Open zy1994-lab opened 5 years ago

zy1994-lab commented 5 years ago

I am learning Timely now. I have run it in a distributed environment. After each worker received and processed its data, I want to merge the data among workers in each machine at the end of dataflow excution. Does anyone know how to do it?

comnik commented 5 years ago

You can use the exchange operator (e.g. as described here) to send all outputs to a specific worker.

zy1994-lab commented 5 years ago

You can use the exchange operator (e.g. as described here) to send all outputs to a specific worker.

Thanks for your answer @comnik . I am considering using the exchange operator. But as I am processing the dataflow in batches, I want to cache the results in a vec and exchange them to the target worker after the last round of the dataflow. I didn't find a way to identify the last round of the dataflow. Is it possible to do it in Timely?

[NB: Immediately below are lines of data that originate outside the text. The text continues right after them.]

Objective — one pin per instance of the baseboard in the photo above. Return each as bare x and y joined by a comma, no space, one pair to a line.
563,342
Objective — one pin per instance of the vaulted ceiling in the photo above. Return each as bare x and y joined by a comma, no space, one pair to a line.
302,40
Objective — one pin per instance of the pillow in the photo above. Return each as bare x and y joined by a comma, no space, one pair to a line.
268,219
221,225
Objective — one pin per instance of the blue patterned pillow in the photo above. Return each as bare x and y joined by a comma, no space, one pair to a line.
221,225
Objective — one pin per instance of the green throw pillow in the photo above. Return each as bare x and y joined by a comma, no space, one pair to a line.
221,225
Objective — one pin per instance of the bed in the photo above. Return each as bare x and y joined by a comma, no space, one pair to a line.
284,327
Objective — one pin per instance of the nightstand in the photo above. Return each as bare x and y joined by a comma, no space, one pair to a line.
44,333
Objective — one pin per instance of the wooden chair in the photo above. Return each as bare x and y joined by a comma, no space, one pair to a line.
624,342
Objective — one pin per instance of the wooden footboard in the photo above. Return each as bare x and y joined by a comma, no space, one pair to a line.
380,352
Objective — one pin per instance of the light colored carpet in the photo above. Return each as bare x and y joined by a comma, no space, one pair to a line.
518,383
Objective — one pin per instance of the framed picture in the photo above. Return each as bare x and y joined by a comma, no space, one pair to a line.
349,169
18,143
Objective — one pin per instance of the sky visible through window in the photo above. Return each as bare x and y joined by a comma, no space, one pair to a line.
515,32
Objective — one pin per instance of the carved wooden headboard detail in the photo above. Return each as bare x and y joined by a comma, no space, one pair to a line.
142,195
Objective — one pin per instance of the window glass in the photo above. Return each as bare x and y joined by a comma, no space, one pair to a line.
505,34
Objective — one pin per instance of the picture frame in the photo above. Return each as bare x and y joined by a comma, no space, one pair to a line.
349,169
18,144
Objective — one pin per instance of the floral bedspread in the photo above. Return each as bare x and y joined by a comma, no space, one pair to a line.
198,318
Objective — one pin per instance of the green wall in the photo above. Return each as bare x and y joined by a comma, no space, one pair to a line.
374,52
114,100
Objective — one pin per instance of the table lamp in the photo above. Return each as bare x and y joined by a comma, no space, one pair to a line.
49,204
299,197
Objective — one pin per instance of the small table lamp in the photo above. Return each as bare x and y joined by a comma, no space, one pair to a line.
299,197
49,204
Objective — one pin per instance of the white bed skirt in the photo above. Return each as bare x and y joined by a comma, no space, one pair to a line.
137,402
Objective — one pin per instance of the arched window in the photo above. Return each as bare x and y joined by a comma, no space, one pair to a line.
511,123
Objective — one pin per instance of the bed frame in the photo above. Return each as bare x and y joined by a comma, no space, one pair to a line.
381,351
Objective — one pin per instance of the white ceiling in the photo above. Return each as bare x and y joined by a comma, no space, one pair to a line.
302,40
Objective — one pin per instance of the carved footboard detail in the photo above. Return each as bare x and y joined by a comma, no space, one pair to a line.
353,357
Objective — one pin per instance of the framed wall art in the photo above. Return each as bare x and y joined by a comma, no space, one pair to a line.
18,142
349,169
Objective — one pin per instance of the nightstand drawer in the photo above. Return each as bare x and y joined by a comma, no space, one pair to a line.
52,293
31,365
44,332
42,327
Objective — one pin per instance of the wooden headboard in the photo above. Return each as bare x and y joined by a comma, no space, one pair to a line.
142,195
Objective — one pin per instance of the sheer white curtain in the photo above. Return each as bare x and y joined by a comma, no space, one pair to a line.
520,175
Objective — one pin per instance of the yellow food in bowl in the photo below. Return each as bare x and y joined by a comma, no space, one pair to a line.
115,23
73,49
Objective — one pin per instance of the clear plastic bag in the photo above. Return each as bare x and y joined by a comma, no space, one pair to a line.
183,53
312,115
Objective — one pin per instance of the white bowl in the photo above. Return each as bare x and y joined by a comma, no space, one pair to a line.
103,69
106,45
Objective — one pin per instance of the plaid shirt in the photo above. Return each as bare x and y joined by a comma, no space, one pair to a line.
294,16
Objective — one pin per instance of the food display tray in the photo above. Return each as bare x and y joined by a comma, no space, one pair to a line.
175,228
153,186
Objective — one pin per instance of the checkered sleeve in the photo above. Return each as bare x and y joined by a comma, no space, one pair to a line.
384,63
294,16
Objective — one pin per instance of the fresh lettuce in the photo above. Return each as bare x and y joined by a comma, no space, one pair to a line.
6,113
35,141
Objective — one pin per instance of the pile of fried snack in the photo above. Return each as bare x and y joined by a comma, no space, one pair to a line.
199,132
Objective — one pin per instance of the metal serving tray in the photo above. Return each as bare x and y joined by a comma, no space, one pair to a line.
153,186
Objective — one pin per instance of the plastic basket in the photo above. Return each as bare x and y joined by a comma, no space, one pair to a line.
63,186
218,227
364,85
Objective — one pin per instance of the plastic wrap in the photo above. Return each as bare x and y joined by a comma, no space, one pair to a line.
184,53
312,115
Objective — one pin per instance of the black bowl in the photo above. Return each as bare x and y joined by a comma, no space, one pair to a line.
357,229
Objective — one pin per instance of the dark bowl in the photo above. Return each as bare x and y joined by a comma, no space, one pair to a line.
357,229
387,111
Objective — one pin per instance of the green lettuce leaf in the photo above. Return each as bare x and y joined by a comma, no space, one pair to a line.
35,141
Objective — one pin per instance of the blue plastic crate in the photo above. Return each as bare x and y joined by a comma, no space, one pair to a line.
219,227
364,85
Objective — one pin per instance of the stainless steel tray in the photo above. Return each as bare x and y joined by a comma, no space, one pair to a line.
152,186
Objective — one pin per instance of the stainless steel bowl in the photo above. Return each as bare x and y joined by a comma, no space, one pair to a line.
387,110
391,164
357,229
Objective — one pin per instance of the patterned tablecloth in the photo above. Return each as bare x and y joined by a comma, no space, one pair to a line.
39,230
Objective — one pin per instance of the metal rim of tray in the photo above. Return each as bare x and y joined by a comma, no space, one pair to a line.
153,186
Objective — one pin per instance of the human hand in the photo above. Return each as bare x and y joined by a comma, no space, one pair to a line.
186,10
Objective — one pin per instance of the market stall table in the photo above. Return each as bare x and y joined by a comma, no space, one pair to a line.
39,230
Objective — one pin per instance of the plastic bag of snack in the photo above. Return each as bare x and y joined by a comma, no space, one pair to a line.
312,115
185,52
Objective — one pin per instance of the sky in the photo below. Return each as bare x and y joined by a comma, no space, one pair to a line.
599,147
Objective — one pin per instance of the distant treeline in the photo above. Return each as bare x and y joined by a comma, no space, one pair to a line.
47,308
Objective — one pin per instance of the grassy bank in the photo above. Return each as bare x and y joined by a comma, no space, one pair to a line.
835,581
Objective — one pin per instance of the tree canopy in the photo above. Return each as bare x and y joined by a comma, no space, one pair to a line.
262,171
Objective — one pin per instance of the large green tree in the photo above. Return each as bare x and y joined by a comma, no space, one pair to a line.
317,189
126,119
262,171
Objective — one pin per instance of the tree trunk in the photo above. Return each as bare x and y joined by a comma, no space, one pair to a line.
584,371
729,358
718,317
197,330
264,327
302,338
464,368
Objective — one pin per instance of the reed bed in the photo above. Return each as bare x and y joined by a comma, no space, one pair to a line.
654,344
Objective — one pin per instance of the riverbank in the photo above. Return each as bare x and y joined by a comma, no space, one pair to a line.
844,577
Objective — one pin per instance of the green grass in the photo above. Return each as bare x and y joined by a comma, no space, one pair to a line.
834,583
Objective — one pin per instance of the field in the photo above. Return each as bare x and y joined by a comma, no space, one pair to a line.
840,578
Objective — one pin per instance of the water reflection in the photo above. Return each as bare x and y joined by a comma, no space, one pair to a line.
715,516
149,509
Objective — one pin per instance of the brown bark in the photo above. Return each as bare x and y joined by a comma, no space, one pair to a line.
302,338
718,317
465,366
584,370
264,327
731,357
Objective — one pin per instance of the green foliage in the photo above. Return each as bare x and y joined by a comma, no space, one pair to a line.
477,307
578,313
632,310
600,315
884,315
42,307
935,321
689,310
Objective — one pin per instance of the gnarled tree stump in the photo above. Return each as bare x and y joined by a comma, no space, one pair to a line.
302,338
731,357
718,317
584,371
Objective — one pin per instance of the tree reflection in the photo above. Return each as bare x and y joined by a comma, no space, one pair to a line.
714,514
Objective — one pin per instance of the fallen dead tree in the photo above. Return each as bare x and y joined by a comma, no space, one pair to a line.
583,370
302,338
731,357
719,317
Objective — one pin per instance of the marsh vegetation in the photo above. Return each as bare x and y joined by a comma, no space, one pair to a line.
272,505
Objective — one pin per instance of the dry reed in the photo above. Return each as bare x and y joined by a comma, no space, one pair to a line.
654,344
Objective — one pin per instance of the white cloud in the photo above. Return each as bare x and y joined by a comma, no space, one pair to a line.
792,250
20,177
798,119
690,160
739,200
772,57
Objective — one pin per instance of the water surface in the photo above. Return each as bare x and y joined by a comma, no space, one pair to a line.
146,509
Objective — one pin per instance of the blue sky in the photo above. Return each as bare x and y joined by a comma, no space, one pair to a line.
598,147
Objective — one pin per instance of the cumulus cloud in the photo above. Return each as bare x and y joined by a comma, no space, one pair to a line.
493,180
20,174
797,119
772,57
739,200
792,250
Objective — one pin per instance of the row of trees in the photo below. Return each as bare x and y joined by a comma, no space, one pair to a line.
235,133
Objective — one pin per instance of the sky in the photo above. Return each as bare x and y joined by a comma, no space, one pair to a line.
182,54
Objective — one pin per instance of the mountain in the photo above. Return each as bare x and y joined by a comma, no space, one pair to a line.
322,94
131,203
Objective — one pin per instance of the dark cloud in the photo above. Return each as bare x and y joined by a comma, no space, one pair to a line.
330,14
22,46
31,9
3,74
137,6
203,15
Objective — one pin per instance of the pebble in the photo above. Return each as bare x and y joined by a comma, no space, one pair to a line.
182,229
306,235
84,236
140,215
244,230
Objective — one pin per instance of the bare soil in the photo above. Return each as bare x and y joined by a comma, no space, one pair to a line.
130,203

frankmcsherry commented 5 years ago

What is arguably more idiomatic is to exchange the data as they arrive (it is a streaming system!) and then to use the probe operator to inform you about when the stream is complete. The receiving worker would then be able to consolidate the results that it receives into a vector, or which ever other data structure would help.

Another possibly helpful example of this is how differential dataflow uses the Arranged structure and its trace (https://youtu.be/83rG471bmw8?t=1730) which if you are using differential dataflow will allow you to exfiltrate the data from the dataflow, and then interactively navigate the results at any point (including at the end of the computation).

I'm guessing it might be helpful for me to write (as a demo, possibly as a library method) a sink operator that perhaps takes a FnOnce<Vec<Data>> which gets called at the end of the computation at each worker, with whichever data ended up there. This probably leaves a bunch of performance on the floor (e.g. processing data as it arrives) but at least would give an example of how to write this.

zy1994-lab commented 5 years ago

Hi Frank, a sink operator will definitely help me (and possibly many other users) a lot. I totally agree with you point that Timely is a streaming system. But due to its high performance, I am using it to do some analytics tasks used to be done using frameworks like Spark. I have countered multiple examples in analytics tasks that you need to perform some operation at the end of the computation at each worker. Currently I have put such operations in the Drop trait for some pre-defined structure, which are moved into the dataflow, to let it execute in the end. However, it doesn't always fit my requirements and is very hard to write/read. So adding a sink operation is very good in my opinion!